The Irish Independent roster, 24/04/1916
THE day-to-day operation of a newsroom is underpinned by the diary, and its list of ‘markings’, the known events for which a reporter and/or a photographer is assigned.
So it was in the Irish Independent in 1916, when the news diary for April 24, Easter Monday, was drawn up.
One reporter was marked for the Viceregal visit to Belfast, but simmering national unrest was obvious. A reporter called Linnane was required to check out ‘Brittas and dynamite’ and ‘volunteers and Kerry incident’. Two others were also marked for ‘volunteers’, one of them to take in ‘strikes’ as well.
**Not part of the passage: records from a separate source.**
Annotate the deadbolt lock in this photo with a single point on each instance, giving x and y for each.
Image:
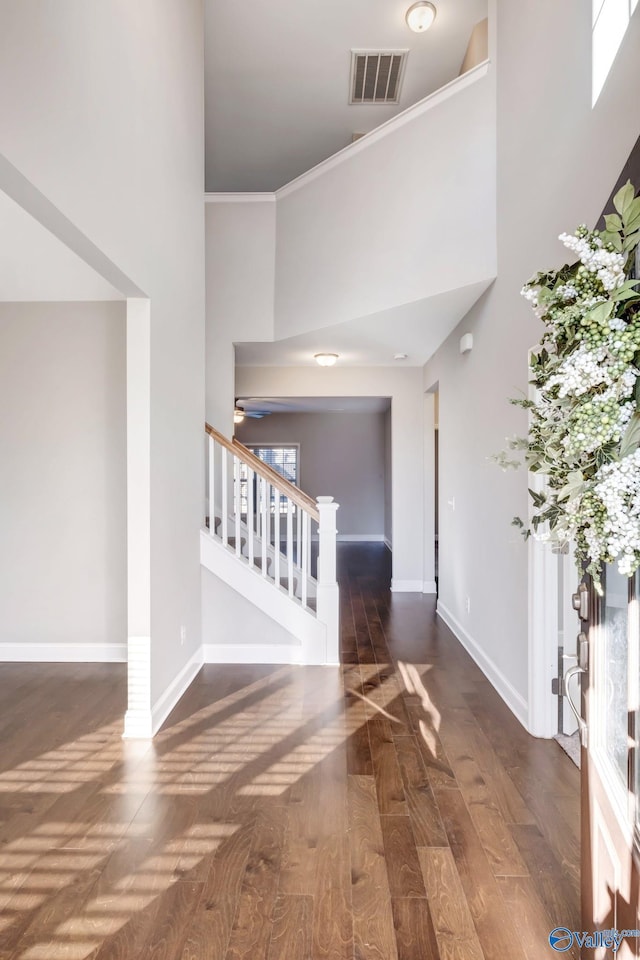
(580, 602)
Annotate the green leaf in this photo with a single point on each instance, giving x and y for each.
(631, 438)
(625, 295)
(539, 499)
(613, 238)
(632, 214)
(624, 198)
(601, 312)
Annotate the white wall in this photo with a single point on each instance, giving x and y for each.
(404, 387)
(240, 272)
(229, 619)
(341, 455)
(557, 161)
(102, 110)
(388, 480)
(384, 225)
(63, 581)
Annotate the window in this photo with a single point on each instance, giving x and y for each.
(610, 20)
(284, 460)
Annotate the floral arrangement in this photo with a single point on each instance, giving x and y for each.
(584, 431)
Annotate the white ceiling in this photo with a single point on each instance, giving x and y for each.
(315, 404)
(416, 329)
(277, 79)
(35, 265)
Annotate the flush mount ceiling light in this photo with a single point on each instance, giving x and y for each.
(420, 16)
(326, 359)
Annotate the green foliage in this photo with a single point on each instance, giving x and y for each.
(584, 420)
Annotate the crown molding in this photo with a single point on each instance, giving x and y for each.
(239, 197)
(387, 128)
(384, 130)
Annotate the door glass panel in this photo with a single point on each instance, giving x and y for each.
(615, 666)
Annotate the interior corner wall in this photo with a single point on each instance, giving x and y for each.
(240, 241)
(341, 455)
(388, 481)
(404, 387)
(557, 161)
(63, 554)
(102, 111)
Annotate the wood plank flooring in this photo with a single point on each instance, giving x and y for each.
(391, 809)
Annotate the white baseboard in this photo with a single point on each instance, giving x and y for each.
(252, 653)
(406, 586)
(167, 701)
(360, 538)
(63, 652)
(514, 700)
(138, 725)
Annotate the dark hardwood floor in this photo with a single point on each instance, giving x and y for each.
(389, 810)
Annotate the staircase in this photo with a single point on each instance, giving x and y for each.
(276, 547)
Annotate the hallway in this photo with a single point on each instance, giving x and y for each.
(390, 809)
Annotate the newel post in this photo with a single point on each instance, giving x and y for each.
(328, 599)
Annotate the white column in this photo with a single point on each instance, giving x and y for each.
(328, 597)
(137, 721)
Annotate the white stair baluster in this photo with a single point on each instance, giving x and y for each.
(212, 486)
(290, 545)
(305, 556)
(327, 592)
(237, 504)
(276, 537)
(264, 525)
(225, 504)
(250, 516)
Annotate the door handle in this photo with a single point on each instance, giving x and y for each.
(582, 727)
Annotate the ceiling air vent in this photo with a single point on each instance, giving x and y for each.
(376, 75)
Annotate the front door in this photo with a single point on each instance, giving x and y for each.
(609, 655)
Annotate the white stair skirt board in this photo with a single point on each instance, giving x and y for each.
(252, 653)
(406, 586)
(514, 700)
(307, 633)
(63, 652)
(360, 538)
(167, 701)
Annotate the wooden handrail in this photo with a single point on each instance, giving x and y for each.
(303, 500)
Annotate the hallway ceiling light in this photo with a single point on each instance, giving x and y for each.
(326, 359)
(420, 16)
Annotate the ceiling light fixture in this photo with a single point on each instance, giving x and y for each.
(420, 16)
(325, 359)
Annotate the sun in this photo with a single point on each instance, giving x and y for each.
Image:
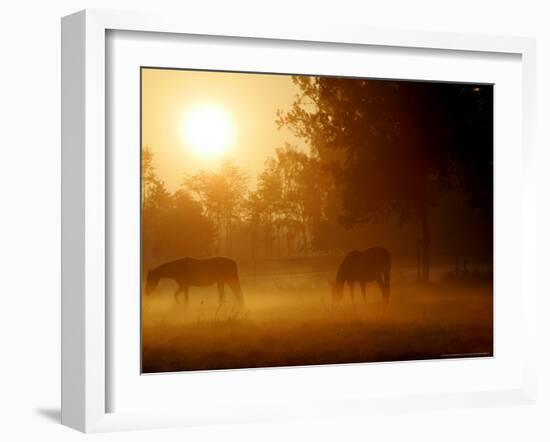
(208, 130)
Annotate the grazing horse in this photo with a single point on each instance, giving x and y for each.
(189, 272)
(371, 265)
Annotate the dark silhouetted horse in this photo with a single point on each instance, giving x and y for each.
(190, 272)
(371, 265)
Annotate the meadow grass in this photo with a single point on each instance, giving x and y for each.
(301, 325)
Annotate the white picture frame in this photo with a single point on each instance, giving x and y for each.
(85, 205)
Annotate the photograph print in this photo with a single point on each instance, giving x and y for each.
(299, 220)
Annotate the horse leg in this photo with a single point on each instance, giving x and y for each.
(382, 286)
(176, 294)
(221, 292)
(186, 295)
(236, 289)
(364, 290)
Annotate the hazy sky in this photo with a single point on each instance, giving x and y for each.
(251, 101)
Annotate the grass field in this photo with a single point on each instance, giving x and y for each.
(297, 323)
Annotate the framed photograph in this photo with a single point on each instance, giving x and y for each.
(262, 223)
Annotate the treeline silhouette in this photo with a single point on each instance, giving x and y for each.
(405, 164)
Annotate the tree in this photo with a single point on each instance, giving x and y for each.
(222, 195)
(402, 144)
(173, 225)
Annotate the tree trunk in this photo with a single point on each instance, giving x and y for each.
(425, 245)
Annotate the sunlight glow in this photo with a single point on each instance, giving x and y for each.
(208, 130)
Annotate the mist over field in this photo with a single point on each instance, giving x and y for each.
(265, 197)
(292, 320)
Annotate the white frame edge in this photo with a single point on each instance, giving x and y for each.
(83, 331)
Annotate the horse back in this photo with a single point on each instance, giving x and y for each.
(365, 265)
(205, 272)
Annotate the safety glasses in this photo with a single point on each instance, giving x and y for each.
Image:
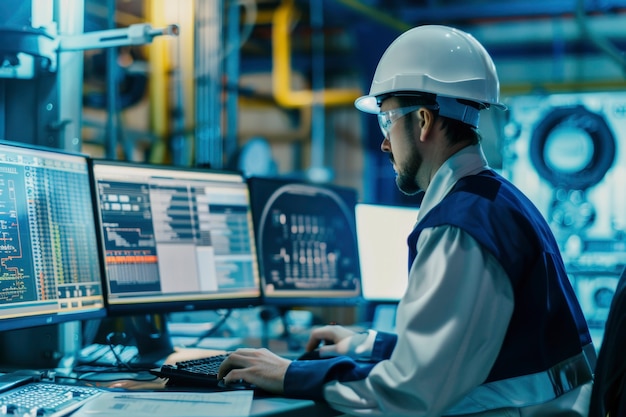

Most were not to finish their shift without a theatre assignment, at venues including the Abbey, Queen’s, Tivoli, Royal and the Empire (today’s Olympia).
Some of those theatres have long gone but, 100 years on, the diary has a certain
familiarity. A reporter called Knightly was down for the Teachers’ Congress, in Cork, which we would know today as the INTO annual conference. Among the motions for discussion was one condemning ‘the Irish Government and the British Treasury for the callous indifference shown to the conditions of the Irish teachers’.
Another reporter was assigned to the drapers’ assistants’ annual convention and dinner. Mandate, the union representing retail trade workers, still holds its delegate conference at this time of year.
They were among the markings — but then there was also the dramatic, breaking news, carefully recorded and writ large across the diary page: ‘Revolution breaks out in city between 11 and 12 noon’.